Using nucleotide sequence information, stored in a series of FASTA files, BugMat generates a pairwise distance matrix.
The software is designed for, has been extensively tested with, mapped data from bacterial genome sequencing.
It was produced as part of the Modernising Medical Microbiology initiative, who use it, as do Public Health England.
BugMat is a C++ command line executable.
It can be compiled on Linux and on Windows.
It uses the C++ Standard Library 14 and the zlib library. OpenMP is required for parallelisation.

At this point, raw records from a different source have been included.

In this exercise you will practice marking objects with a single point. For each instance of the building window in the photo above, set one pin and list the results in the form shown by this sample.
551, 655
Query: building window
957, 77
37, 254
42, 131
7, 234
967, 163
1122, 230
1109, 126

A publication describing this work is in BMC Bioinformatics: BugMat and FindNeighbour: command line and server applications for investigating bacterial relatedness DOI : 10.1186/s12859-017-1907-2 (https://dx.doi.org/10.1186/s12859-017-1907-2)
BugMat builds in-memory distance matrices. Using 16 cores on a machine equipped with Intel Xeon E5-2680-v2 Processors (2.8GHz):
- Building a matrix from 400 M. tuberculosis genomes (4.4 million bases per sequence) required about 2GB RAM and took 100 seconds.

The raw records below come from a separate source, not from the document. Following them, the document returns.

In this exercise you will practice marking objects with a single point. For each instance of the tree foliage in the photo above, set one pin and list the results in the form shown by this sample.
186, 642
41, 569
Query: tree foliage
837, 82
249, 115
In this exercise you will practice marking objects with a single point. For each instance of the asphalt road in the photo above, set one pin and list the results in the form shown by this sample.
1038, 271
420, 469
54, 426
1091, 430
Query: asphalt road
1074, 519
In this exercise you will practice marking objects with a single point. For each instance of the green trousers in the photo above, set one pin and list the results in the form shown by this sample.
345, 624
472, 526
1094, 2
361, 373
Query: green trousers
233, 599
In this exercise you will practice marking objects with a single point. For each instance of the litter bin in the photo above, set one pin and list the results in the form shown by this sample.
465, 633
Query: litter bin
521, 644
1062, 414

- Building a matrix from 4,000 M. tuberculosis genomes (4.4 million bases per sequence) required 20GB RAM, and took about 12,000 seconds.
First of all you should check if the system has gcc compiler and openmp library, the examples are in linux not windows:
1- Check openMP library:
echo | cpp -fopenmp -dM | grep -i open
2- Check gcc compiler:
gcc --version ## get compiler version
Install gcc:
sudo apt-get install gcc-4.2
Install openmp:
apt-get install libgomp1
cf. http://openmp.org/wp/openmp-compilers/ https://huseyincakir.wordpress.com/2009/11/05/installing-openmp-in-linux-debian/
make clean
make
or
g++ -std=c++11 -fopenmp -O3 bugmat.cpp -lz -o bugmat
./bugmat --threads 8 --samples file.txt --output folder
We have successfully compiled BugMat on windows using both DevC++ and MS Visual Studio 15. We have tested this on Windows 10/8/7 systems. Running the software on Windows 7 is complicated by a a known issue with zlib 1.2.8 on Windows 7 (but not later systems) which is described, and can be addressed as described, here: http://www.tannerhelland.com/5076/compile-zlib-winapi-wapi-stdcall/ https://sourceforge.net/p/globalplatform/code/HEAD/tree/trunk/zlib-1.2.8/ https://sourceforge.net/projects/globalplatform/files/zLib/
--h, --help
show this help message and exit
--t, --threads
numthreads (number of threads for openmp library)
--s, --sample
a space delimited text file with sample name in first column and filepath to fasta file in second column
--o, --output folder
folder name for the output files
./bugmat -t 8 -s fastas/file_fastas.txt -o fastas
Output will be written into the --output folder. The four numbers output correspond to the number of milliseconds taken for each of the four phases (read&clean, process, write, total).
# succeeds
> ./bugmat -t 8 -s fastas/file_fastas.txt -o fastas
read files process: OK
read&clean,process,write,total
0, 0, 0, 0
# fails, as no output directory is provided
> ./bugmat -t 8 -s fastas/file_fastas.txt
read&clean,process,write,total
0, 0, 1, 1
# fails if file names in file_fastas.txt do not exist on the file system
./bugmat -t 8 -s -s filelist.txt -o output
read files process: problem with file (id: p_nose, path: nose_p.fasta)
Three output files are produced:
-
alignment_samples.fa
This is a fasta file in which only variant bases are included. -
bugmat_snp.txt
This reports the pairwise SNP distances between all sequences analysed. -
bugmat_count_bases.txt
This is a text representation of the model used by the software to represent the positions of variation.